Quando Edoardo Bove, 22 anni, centrocampista della "Viola", è stramazzato al suolo, chi ha la mia età ed era presente allo stadio di Pian di Massiano il 30 ottobre 1977, ha temuto un altro caso di morte sul campo, come avvenne per Renato Curi, 24 anni, appena compiuti un mese prima, in Perugia-Juventus.
Per fortuna Edo si è ripreso e si avvia verso la convalescenza (parla è vigile e vuole “Tornà a giocà”), ma in quei minuti è parso proprio di trovarsi, di nuovo, proiettati in un agghiacciante incubo.
Diciassettesimo del primo tempo di Fiorentina-Inter. Sulla fascia destra dei lombardi, Dumfries serve un pallone sul quale si avventa Lautaro che segna. Gol non valido in quanto il segnalinee aveva sbandierato il fallo laterale: l'interista era stato colto nel calciare la palla quando già uscita dal campo, sia pure di poco.
Davanti alla panchina nerazzurra, s'accendono vivaci discussioni sulla decisione della terna arbitrale. Ad un certo punto un giocatore, Edo Bove, appunto, s'accascia sull'erba.
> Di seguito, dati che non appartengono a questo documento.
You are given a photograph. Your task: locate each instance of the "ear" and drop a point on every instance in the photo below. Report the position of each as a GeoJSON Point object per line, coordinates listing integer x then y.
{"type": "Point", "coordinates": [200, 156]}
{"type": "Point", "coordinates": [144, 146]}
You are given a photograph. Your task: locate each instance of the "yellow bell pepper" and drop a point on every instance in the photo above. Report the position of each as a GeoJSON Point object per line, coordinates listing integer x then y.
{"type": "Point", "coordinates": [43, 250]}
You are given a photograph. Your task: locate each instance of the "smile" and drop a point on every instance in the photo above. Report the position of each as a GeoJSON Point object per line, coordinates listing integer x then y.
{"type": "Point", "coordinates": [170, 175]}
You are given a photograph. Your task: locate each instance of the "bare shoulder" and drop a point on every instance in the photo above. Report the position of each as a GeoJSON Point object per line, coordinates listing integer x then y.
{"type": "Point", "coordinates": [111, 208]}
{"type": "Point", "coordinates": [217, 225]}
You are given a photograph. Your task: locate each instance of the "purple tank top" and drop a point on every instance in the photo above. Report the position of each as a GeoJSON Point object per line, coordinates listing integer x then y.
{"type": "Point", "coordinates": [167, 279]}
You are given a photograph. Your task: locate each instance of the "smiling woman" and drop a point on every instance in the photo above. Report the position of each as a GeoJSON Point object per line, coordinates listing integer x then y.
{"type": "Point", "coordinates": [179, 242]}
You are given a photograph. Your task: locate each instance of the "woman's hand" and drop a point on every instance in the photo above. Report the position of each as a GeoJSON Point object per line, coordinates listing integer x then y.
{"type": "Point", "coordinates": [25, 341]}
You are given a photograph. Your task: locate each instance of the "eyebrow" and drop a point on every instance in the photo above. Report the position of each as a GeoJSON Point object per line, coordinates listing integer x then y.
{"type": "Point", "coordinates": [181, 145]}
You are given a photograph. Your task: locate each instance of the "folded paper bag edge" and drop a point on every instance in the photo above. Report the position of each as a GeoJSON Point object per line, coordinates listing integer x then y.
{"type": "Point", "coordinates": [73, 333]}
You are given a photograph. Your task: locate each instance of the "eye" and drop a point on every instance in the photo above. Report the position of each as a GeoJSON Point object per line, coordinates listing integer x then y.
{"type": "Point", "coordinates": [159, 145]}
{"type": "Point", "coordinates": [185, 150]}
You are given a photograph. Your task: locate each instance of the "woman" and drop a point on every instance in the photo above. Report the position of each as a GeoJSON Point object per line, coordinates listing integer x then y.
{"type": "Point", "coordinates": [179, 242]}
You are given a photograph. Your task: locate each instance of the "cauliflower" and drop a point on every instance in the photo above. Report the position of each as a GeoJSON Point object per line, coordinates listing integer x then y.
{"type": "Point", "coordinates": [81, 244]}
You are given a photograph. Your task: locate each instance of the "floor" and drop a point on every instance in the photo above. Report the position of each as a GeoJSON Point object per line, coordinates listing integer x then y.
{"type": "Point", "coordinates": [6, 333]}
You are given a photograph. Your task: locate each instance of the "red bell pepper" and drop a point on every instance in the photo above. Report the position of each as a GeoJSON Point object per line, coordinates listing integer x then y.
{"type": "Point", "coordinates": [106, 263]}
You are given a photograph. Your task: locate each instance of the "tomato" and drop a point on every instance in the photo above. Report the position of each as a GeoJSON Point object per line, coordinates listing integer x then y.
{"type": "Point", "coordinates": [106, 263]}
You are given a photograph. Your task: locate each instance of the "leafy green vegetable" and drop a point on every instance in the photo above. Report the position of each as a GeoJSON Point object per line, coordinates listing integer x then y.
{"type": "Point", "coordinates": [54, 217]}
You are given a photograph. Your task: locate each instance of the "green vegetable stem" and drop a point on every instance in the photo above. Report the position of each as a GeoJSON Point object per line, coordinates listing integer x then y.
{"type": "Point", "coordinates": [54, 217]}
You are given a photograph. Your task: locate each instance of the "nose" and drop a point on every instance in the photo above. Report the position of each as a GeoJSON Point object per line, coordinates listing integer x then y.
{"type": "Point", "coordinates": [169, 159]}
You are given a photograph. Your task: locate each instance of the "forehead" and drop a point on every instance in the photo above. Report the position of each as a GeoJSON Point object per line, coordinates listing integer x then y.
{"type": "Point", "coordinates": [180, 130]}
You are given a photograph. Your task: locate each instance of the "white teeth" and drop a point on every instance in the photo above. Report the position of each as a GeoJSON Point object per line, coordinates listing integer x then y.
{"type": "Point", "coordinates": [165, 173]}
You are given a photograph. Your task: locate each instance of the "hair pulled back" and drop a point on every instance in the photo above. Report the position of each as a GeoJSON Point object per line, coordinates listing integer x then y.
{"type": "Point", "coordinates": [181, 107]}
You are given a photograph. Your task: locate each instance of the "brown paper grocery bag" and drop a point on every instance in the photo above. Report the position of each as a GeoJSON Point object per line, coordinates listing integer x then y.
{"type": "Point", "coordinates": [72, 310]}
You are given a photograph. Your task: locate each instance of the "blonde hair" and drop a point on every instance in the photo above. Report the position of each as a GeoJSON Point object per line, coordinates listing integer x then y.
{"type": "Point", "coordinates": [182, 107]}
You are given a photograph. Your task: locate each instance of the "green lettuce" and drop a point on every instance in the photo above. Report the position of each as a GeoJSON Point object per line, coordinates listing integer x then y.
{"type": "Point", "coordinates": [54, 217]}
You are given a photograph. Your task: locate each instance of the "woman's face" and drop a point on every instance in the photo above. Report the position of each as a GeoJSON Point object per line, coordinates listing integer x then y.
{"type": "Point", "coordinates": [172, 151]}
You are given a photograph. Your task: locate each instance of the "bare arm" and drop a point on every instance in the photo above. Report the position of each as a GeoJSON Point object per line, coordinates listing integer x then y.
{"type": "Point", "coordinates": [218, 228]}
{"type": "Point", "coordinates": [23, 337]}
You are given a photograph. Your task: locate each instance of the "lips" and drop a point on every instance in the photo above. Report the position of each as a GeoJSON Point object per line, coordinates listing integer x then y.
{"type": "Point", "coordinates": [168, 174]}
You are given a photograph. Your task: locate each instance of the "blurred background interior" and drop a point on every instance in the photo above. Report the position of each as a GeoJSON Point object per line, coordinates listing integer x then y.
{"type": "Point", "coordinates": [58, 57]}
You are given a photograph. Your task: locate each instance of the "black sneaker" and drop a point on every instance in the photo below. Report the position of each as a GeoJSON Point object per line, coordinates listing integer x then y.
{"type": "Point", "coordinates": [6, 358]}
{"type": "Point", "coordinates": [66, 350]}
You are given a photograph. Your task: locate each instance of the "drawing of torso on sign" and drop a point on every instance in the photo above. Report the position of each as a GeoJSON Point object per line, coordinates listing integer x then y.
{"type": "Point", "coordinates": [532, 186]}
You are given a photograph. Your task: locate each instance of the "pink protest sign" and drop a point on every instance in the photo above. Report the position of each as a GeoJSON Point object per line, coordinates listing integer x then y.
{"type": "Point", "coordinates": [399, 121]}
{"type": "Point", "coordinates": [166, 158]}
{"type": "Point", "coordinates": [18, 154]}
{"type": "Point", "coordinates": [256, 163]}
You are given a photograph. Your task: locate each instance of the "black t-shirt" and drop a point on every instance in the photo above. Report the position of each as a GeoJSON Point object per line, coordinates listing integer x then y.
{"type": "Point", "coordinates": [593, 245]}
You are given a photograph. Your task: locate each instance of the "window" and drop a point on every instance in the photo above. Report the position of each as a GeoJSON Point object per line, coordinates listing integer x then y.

Poco prima l’ex romanista aveva avuto uno scontro con un interista subendo un colpo al petto. I telecronisti di Sky Sport narrano di aver visto il calciatore accosciarsi per stringere le stringhe degli scarpini (qualcun altro sostiene che avesse puntato le mani a terra, come per sorreggersi), poi rialzarsi, compiere alcuni passi (cinque ne hanno contati sulla scorta del filmato del cellulare di uno spettatore) e cadere. Davanti a Calhanoglu. Privo di sensi.
Si precipitano i medici e, subito dopo, i barellieri. Gli si fanno intorno i giocatori di entrambe le formazioni e pure i panchinari. Si dispongono a corona, per proteggerlo. Il compagno di maglia, Danilo Cataldi, con tanto di certificato internazionale per il soccorso di emergenza, ha con prontezza, poggiato di lato la testa dell’amico e gli ha tirato fuori la lingua, per impedire che occludesse la gola, col rischio di soffocamento.
Nel tentativo di raggiungerlo, l'allenatore avversario, Simone Inzaghi, scivola e rotola sull'erba. Molti giocatori viola cedono alle lacrime. Qualcun altro si passa le mani sul viso o tra i capelli. Di Marco, interista, al cancello del campo, discute energicamente con gli addetti per far entrare l'ambulanza. Che, a termini di regolamento, non può farlo (almeno per quanto assicurano gli esperti). Né per motivi calcistici, né sanitari.
Nel frattempo, Bove, sistemato in barella, sopraggiunge e caricato sul mezzo, viene trasportato all'ospedale Careggi, a pochi minuti di distanza dal "Franchi". Il tutto - secondo alcune fonti - in 13’ complessivi dall’istante del tracollo.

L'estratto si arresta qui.